That “us against the world” mindset resonated with Tennessee fans. Vitello would change and tame his fire over the years which helped the Vols get over the hump and win the program’s first national championship. But he never apologized for that fire and intensity.
Tennessee Director of Athletics Danny White said that Wednesday was “not a sad day” but “a proud day.” White is correct that it’s a proud day. How could anyone surrounding Tennessee baseball not be proud of Vitello and what the program has become? The San Francisco Giants have won three World Series in the last 16 years and they’re making an unprecedented move to hire Tennessee’s coach.
But White is wrong about it not being a sad day. How could it not be? Vitello was the sport’s best coach and the best coach at Tennessee since Pat Summitt stalked the sidelines. Vol fans felt closer to Vitello than any other coach in my, albeit short, lifetime. Losing him his a massive blow.

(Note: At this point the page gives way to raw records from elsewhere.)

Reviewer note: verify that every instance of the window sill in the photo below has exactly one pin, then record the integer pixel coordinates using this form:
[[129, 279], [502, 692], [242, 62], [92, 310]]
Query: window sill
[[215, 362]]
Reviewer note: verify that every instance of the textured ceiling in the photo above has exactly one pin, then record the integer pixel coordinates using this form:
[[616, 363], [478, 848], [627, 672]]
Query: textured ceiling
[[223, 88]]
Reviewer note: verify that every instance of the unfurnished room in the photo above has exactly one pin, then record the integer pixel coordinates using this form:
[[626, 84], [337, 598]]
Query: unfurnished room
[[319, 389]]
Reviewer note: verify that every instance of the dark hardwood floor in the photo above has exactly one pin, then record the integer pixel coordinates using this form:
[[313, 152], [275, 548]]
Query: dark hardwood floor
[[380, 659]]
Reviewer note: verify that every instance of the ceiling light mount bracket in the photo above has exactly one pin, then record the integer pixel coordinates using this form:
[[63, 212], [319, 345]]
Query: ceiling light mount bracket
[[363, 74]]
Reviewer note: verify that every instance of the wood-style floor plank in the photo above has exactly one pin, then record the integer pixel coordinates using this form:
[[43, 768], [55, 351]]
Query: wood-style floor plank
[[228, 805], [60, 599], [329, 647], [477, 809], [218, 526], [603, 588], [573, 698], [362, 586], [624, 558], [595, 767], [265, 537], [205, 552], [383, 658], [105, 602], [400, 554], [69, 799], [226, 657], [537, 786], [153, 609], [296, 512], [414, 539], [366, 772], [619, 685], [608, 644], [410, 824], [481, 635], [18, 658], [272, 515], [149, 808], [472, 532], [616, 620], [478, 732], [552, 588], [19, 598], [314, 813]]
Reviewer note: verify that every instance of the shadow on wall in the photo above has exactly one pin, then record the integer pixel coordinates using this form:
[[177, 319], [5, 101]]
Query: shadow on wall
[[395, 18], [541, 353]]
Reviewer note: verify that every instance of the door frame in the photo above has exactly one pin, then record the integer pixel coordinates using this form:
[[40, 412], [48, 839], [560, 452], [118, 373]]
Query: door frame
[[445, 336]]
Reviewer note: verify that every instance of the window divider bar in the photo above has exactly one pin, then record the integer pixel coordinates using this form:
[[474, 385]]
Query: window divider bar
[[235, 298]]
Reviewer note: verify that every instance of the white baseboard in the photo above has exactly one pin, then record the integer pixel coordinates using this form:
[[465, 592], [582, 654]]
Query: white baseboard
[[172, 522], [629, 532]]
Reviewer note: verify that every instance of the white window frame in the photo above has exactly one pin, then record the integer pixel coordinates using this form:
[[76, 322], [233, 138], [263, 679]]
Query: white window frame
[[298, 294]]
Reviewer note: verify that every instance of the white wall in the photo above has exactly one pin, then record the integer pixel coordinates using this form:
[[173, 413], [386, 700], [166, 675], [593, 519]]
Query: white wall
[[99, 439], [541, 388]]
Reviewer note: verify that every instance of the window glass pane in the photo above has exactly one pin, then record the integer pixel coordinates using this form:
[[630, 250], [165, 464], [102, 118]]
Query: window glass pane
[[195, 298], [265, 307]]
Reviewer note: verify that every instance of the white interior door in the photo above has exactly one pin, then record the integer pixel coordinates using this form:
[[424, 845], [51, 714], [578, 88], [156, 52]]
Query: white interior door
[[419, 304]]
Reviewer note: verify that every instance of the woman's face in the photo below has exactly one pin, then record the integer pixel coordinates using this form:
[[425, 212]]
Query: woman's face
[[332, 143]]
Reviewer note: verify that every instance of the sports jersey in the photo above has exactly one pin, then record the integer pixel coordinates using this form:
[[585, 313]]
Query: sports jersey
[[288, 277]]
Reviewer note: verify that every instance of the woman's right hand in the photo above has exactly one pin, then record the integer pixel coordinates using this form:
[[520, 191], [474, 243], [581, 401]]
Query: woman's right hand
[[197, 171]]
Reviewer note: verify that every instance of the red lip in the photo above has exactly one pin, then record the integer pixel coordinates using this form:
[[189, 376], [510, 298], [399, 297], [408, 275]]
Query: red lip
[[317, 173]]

Vitello leaves the Tennessee program infinitely better than he found it. Tennessee’s baseball budget has increased from $3.5 million to $14 million over the last nine years, according to White.
The $109 million Lindsey Nelson Stadium renovation is expected to finish before the start of the 2026 season. It’s a reverse Field of Dreams situation. Tennessee built it, but the man responsible for it won’t be there to see the finished product.
All of that makes Tennessee an attractive job. Whether with associate head coach Josh Elander or an outside hire, Tennessee could continue to win at a high level. But it will never be the same as it was with Vitello. And that is unquestionably sad.